The gamesmanship that instinctively springs from competitive negotiations is partly muted since the parties are not watching the clock and planning their next moves. The control of the gamesmanship is now in the hands of the mediator. The mediator decides how much information to provide, what suggestions are made and at what moment in the process. This allows for strategic moves by the mediator that are well thought out with closure always in mind. The mediator plants ideas in the minds of the parties which gives them the sense that they are making their own decisions. While this can all be done in person in real time, asynchronous communication takes advantage of the freedom of time. It permits a dispute to brew for a longer period while parties revisit their settlement goals in a new light. More importantly, parties can’t run into each other in the bathroom!

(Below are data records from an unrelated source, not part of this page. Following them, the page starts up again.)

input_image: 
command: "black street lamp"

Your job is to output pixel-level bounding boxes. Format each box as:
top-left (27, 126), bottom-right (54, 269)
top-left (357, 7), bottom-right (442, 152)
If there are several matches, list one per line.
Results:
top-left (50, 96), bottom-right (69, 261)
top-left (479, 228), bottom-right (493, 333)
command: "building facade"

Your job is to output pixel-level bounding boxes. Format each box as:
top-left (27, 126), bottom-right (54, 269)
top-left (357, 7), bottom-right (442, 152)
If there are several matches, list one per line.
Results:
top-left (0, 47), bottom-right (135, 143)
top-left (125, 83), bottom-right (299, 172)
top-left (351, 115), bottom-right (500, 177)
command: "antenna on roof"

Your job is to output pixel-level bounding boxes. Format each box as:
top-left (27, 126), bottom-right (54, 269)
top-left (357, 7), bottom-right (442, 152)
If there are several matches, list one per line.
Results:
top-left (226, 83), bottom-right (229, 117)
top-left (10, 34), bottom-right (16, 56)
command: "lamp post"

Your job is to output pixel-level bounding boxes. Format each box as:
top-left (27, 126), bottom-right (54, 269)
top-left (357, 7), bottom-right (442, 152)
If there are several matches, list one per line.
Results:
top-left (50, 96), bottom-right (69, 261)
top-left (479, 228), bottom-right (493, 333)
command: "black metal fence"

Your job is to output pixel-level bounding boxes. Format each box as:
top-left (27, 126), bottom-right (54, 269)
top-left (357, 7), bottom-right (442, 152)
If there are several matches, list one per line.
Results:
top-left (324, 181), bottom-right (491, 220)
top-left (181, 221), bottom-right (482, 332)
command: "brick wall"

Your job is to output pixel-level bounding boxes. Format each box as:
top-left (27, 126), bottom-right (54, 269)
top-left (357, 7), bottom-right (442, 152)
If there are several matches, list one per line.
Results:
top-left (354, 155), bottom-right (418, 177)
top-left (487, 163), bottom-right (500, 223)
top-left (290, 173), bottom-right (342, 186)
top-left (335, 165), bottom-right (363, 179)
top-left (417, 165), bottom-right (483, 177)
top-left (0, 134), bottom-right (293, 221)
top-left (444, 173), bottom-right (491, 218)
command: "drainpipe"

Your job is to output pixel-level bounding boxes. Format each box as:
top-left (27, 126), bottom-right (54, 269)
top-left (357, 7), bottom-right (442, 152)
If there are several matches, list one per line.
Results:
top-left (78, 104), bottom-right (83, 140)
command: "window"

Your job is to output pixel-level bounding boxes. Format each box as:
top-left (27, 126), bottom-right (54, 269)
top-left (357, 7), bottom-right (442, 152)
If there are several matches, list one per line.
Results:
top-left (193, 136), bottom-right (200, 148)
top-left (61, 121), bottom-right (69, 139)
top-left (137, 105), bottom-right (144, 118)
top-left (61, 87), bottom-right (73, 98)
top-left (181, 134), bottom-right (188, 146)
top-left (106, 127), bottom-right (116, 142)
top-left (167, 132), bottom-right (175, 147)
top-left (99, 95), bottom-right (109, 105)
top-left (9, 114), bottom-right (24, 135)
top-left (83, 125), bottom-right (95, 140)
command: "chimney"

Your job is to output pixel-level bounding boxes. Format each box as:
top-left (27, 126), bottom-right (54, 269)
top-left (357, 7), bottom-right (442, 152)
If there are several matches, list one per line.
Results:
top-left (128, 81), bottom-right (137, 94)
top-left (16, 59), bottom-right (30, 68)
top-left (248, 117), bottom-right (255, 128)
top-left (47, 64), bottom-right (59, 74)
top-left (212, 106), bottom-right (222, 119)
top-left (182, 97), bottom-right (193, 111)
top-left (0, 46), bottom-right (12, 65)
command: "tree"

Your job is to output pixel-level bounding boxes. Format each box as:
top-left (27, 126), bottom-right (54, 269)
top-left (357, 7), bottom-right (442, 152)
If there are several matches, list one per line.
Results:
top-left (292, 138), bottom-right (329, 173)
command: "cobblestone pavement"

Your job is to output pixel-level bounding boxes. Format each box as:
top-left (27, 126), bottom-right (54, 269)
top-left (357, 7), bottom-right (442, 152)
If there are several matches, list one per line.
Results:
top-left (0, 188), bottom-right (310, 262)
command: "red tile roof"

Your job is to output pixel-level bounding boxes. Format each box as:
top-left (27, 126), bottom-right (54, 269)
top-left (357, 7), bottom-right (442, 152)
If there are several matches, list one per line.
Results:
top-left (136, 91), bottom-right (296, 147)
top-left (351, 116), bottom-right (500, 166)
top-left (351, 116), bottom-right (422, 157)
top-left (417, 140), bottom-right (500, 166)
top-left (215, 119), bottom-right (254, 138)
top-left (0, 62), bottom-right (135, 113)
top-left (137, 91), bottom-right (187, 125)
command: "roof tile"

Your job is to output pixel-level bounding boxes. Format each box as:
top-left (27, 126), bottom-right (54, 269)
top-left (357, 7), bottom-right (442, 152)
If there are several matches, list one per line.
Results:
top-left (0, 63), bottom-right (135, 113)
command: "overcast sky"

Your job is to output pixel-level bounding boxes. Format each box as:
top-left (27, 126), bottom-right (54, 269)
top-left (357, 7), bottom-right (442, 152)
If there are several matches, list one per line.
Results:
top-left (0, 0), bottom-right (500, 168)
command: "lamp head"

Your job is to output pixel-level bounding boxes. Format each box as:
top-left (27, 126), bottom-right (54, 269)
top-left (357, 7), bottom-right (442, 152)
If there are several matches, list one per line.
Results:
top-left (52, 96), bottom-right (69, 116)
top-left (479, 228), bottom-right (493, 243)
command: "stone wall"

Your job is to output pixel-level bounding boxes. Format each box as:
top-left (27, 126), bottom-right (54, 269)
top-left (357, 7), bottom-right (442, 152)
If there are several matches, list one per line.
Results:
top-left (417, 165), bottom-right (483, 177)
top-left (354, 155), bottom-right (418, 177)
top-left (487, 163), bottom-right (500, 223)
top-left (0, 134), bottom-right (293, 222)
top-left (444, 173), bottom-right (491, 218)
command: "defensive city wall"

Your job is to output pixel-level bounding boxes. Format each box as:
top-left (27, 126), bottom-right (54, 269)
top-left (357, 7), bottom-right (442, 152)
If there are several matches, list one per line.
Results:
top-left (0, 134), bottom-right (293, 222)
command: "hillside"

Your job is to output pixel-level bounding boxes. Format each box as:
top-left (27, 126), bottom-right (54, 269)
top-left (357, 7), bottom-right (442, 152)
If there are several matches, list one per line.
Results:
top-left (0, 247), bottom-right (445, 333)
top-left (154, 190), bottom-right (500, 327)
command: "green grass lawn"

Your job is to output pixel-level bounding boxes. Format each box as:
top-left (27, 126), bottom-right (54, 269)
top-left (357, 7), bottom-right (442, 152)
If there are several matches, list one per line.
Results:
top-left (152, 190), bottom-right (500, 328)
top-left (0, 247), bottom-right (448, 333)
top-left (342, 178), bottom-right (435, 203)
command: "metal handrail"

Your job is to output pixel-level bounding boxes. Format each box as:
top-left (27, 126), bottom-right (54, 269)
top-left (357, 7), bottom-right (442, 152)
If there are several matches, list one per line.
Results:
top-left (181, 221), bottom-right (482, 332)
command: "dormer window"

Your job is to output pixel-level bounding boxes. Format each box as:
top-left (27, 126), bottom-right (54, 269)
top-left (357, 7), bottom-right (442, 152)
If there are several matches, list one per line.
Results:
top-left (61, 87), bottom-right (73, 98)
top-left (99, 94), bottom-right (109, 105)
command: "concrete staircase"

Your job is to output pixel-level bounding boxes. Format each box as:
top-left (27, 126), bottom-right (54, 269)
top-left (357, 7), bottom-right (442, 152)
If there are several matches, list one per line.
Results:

In managing the flow of information, the mediator can demonstrate the appearance of vulnerability or strength on the part of parties to the dispute by providing key data that surfaces conveniently when the parties aren’t prepared for it. For example, the mediator might have been aware that a similar case went to jury trial and resulted in a $5.7 million dollar verdict, which is substantially higher than the insurers are willing to pay here. This verdict can be forwarded to the insurers with “For your information” in the subject line and no comment. They will get the message.
In addition, the selection of appropriate language to communicate to a party is enhanced when the mediator has time to bypass the spontaneity inherent in caucused communication. To begin with, the mediator can utilize reusable language i.e. language which has been used successfully in another case to persuade a party to modify their position.
Assume the lawyers might forward your message to the client(s). In that case, the language selected will have significant meaning in the negotiation. While maintaining neutrality, the mediator can offer subtle recommendations and advice that establishes boundaries in the negotiation. These boundaries might be very different than that which was discussed at the in-person mediation. If the lawyers continue to participate in the email discussion, the mediator has successfully moved the boundaries to a range which gives rise to potential settlement.
Communicating in writing brings out a human element in some people, particularly insurance adjusters, that they might keep hidden in the caucus room. Many of these professionals are active in chat rooms, use instant messaging services and are computer savvy. In essence the mediator is putting the parties in a socially desirable setting through email where they can put on a relaxed face. They sit at their desks and reflect upon the dispute while not feeling dominated by the other side. At the same time, the mediator is quietly moving them toward the finish line.
The use of email in continuing efforts to settle cases exercises the very approach which mediators thrive on, namely the ability to serve as a confidential listener. Without disclosing the content of the email messages, the mediator receives and delivers messages in a concentrated way with little or no side chatter. It permits the parties to focus exclusively on settlement options at a comfortable pace.